On Toast. A poem by H. R. Gibs

Could it not be enough,
To bite the bullet and take the time to spread the butter just right?
To set aside a moment –
Or perhaps, if feeling ambitious, two and
Assemble the loaf for final operation and apply
Too much jam.
Let it ooze so – Splotch!
Big dollops of sticky red land on your granite countertop

Out of reach, your powerful engine –
The myriad, a mirage, a positive clusterfuck
Of noise chimes up from the mechanism on the table
With an endless braying of endless potential –
Whizz. Thump. Dud. Tick.
Shhhhhhhhh. Stop.

Might it not be enough,
To hide raspberry seed ammo in your back teeth?
Just take the cloth and wipe clean the jamjar,
Dust those vagabond crumbs under the rug –
Be done with it.
Gulp down those clumps that stick behind the molars.
In that oral cement mixer of saliva
the last dregs hold fast like a glue –
Metallic, from all that bullet crunching.

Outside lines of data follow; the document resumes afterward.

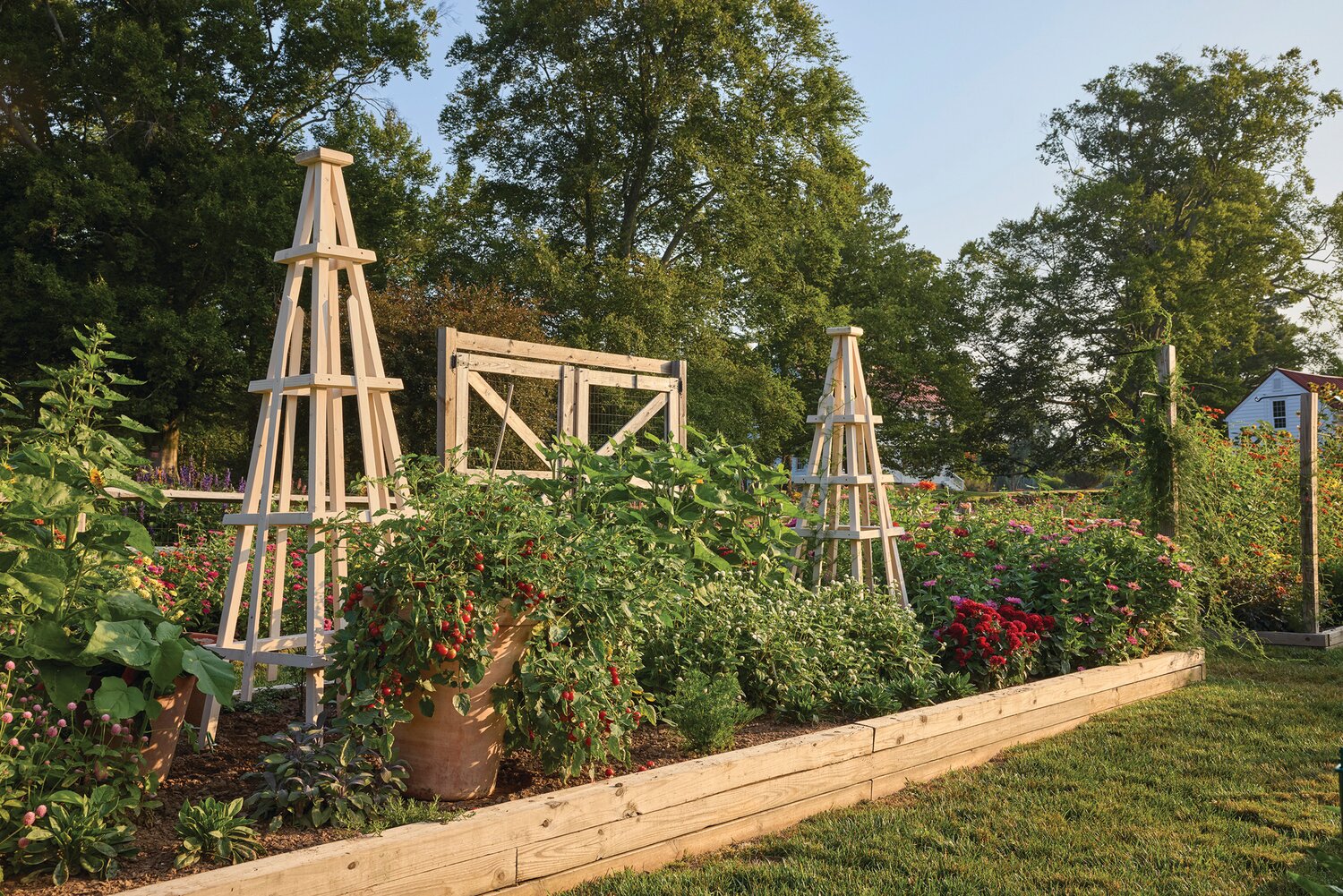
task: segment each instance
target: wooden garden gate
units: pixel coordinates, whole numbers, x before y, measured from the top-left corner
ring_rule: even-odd
[[[545,396],[555,407],[553,422],[543,424],[532,414],[529,423],[517,404],[509,406],[497,388],[502,377],[553,384],[553,399]],[[599,395],[610,392],[598,390],[620,390],[622,395],[603,403]],[[479,407],[473,406],[473,395],[483,402],[493,434],[482,427],[479,416],[473,422],[473,407]],[[639,398],[646,400],[641,404]],[[494,450],[501,426],[529,454],[528,466],[500,470],[501,474],[551,476],[544,449],[552,439],[547,437],[572,435],[608,454],[618,442],[637,437],[658,416],[659,437],[685,445],[685,402],[684,360],[524,343],[451,328],[438,332],[438,455],[445,463],[451,455],[459,473],[489,472],[471,466],[470,454],[473,449]],[[614,410],[599,411],[599,406]]]

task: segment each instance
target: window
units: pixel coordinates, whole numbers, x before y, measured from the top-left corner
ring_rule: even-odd
[[[1277,399],[1273,402],[1273,429],[1285,430],[1287,429],[1287,399]]]

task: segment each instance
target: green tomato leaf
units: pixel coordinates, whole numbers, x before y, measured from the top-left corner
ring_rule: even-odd
[[[89,638],[89,646],[85,647],[85,656],[120,660],[132,669],[148,669],[157,646],[149,634],[149,627],[140,619],[126,622],[99,619]]]
[[[235,681],[232,665],[208,647],[203,647],[199,643],[191,643],[191,647],[181,660],[183,672],[196,676],[196,686],[203,693],[208,693],[223,705],[231,707],[234,703]]]
[[[130,719],[144,712],[145,695],[140,688],[128,685],[120,677],[107,676],[94,692],[93,705],[94,709],[105,712],[113,719]]]

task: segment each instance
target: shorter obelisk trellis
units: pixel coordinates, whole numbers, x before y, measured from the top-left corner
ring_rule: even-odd
[[[299,153],[294,161],[308,169],[308,176],[294,243],[275,253],[275,261],[287,265],[287,271],[270,365],[266,379],[248,387],[248,391],[261,394],[262,406],[252,437],[242,510],[224,516],[224,525],[236,525],[238,532],[214,649],[228,660],[242,661],[243,700],[251,699],[257,664],[304,669],[305,716],[309,723],[316,723],[321,712],[322,670],[328,665],[322,654],[332,629],[338,625],[338,619],[326,614],[326,599],[340,594],[345,575],[344,543],[328,545],[328,536],[320,528],[324,520],[345,513],[348,501],[367,500],[368,514],[398,505],[396,490],[375,481],[395,472],[402,453],[389,396],[389,392],[402,388],[402,382],[387,377],[373,329],[364,265],[375,261],[376,255],[360,249],[355,238],[355,222],[341,173],[353,157],[330,149],[313,149]],[[309,372],[304,373],[305,312],[299,300],[306,269],[312,270],[312,290],[306,313]],[[342,372],[341,361],[341,270],[349,287],[345,345],[351,373]],[[367,498],[345,494],[342,399],[346,396],[355,398],[359,416],[364,476],[369,481]],[[299,399],[308,399],[306,497],[293,493]],[[295,502],[304,501],[308,505],[305,509],[293,509]],[[289,529],[295,527],[306,529],[308,622],[304,631],[283,634],[281,604],[286,595]],[[248,575],[251,590],[243,614]],[[267,586],[270,626],[269,635],[262,637],[262,604]],[[332,602],[333,613],[336,603]],[[244,623],[242,639],[236,633],[239,617]],[[218,719],[219,705],[207,700],[201,731],[214,736]]]
[[[874,583],[872,543],[881,545],[886,588],[908,603],[896,540],[904,529],[890,519],[886,485],[893,478],[882,473],[877,451],[877,424],[872,412],[868,383],[858,357],[858,326],[831,326],[830,365],[826,368],[821,403],[807,422],[815,424],[807,472],[794,476],[802,485],[802,505],[821,519],[818,529],[799,527],[798,533],[814,544],[813,575],[817,584],[838,576],[839,543],[849,541],[850,575],[869,587]],[[806,545],[798,548],[802,557]]]

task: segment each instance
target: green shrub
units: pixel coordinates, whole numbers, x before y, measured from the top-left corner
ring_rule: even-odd
[[[1197,630],[1186,590],[1197,564],[1136,520],[1068,496],[1030,506],[904,497],[909,598],[935,637],[955,625],[962,600],[1045,617],[1048,634],[1023,670],[1042,676],[1167,650]]]
[[[291,723],[261,742],[274,752],[262,768],[243,775],[257,787],[247,807],[271,830],[286,819],[321,827],[337,813],[360,819],[406,790],[406,766],[391,759],[391,737],[365,742],[342,724],[309,728]]]
[[[732,750],[737,725],[751,721],[760,711],[745,704],[736,676],[710,678],[692,669],[677,682],[662,715],[694,752],[721,752]]]
[[[800,720],[925,705],[944,677],[913,614],[854,582],[720,575],[643,649],[646,685],[663,696],[692,670],[737,677],[747,703]]]
[[[177,811],[176,825],[181,846],[177,848],[177,858],[172,866],[181,870],[201,858],[230,865],[257,858],[261,841],[251,819],[242,811],[242,797],[227,803],[214,797],[205,797],[195,805],[184,802]]]
[[[89,795],[64,791],[50,799],[46,825],[32,827],[19,841],[20,868],[51,868],[51,881],[60,887],[79,873],[107,880],[115,876],[118,858],[136,854],[136,829],[115,821],[132,806],[115,787],[101,785]]]

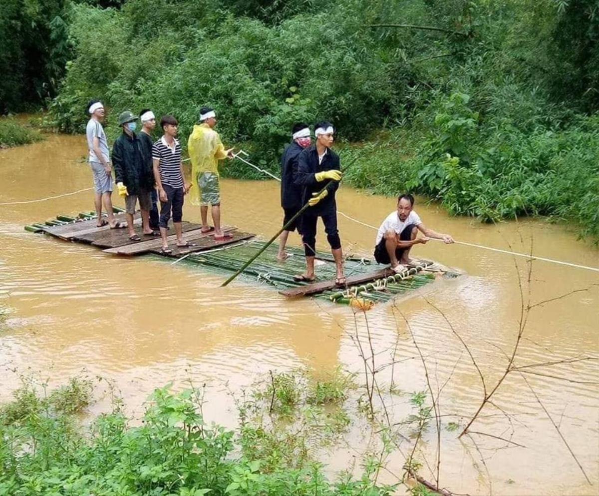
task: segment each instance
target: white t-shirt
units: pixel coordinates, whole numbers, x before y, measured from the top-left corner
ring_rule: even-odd
[[[380,225],[380,227],[379,228],[379,232],[376,234],[376,243],[374,244],[376,245],[380,243],[380,240],[383,239],[385,233],[390,229],[392,229],[397,234],[401,234],[401,231],[404,230],[406,226],[409,226],[410,224],[415,224],[418,226],[419,224],[422,223],[422,221],[420,220],[420,217],[418,216],[418,214],[415,210],[410,212],[410,214],[407,216],[407,218],[403,222],[400,219],[400,216],[397,214],[397,210],[395,210],[388,215],[387,218]]]

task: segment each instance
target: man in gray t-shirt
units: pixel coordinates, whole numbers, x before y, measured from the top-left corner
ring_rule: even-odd
[[[104,107],[101,102],[92,100],[87,105],[87,112],[90,116],[86,128],[87,138],[87,148],[89,156],[87,161],[93,174],[93,186],[95,190],[94,205],[98,216],[98,227],[110,225],[111,229],[124,228],[114,219],[112,207],[113,178],[112,167],[110,165],[110,155],[108,152],[106,134],[101,123],[104,119]],[[102,205],[104,204],[108,220],[102,218]]]

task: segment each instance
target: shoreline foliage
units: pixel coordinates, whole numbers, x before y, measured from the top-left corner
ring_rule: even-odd
[[[358,142],[341,147],[360,159],[352,185],[599,239],[595,0],[61,1],[68,61],[47,101],[61,131],[82,132],[99,98],[109,134],[151,107],[184,144],[207,104],[225,142],[276,171],[292,123],[326,119]]]

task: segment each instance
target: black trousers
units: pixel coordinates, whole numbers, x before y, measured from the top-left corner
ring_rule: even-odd
[[[416,224],[408,224],[400,234],[400,239],[401,241],[410,241],[412,239],[412,231],[416,228]],[[395,258],[398,260],[401,258],[405,249],[405,248],[395,249]],[[389,258],[389,253],[387,252],[387,247],[385,246],[385,236],[383,236],[379,244],[374,247],[374,259],[377,263],[386,265],[391,263],[391,259]]]
[[[341,239],[337,227],[337,210],[331,209],[315,214],[308,210],[302,216],[301,226],[304,252],[306,256],[314,256],[316,253],[316,223],[319,217],[325,225],[326,240],[331,245],[331,249],[341,248]]]

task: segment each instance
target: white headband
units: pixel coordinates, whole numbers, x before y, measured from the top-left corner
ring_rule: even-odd
[[[310,137],[310,128],[304,128],[304,129],[294,132],[292,135],[294,140],[297,140],[298,138],[308,138]]]
[[[214,113],[214,110],[211,110],[210,112],[206,112],[205,114],[200,114],[199,120],[205,120],[207,119],[210,119],[211,117],[216,117],[216,114]]]
[[[156,119],[156,116],[154,115],[154,113],[152,110],[148,110],[147,112],[144,112],[141,114],[141,117],[140,117],[140,120],[142,122],[144,122],[146,120],[152,120],[153,119]]]
[[[90,115],[95,112],[98,108],[104,108],[104,106],[102,104],[101,102],[96,102],[95,104],[92,104],[89,106],[89,113]]]
[[[332,126],[329,126],[326,129],[324,128],[317,128],[314,130],[314,135],[317,138],[320,134],[334,134],[335,129]]]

But should it perhaps not be enough?
To stand, like once before, barefoot on your kitchen lino –
Or to rest on that countertop,
Feet dangled just so,
To chew, swallow, and for a second,
(Or perhaps, if feeling ambitious, two),
Allow that top to stop spinning on such great unanswerables –
And hold a glob of butter on your tongue.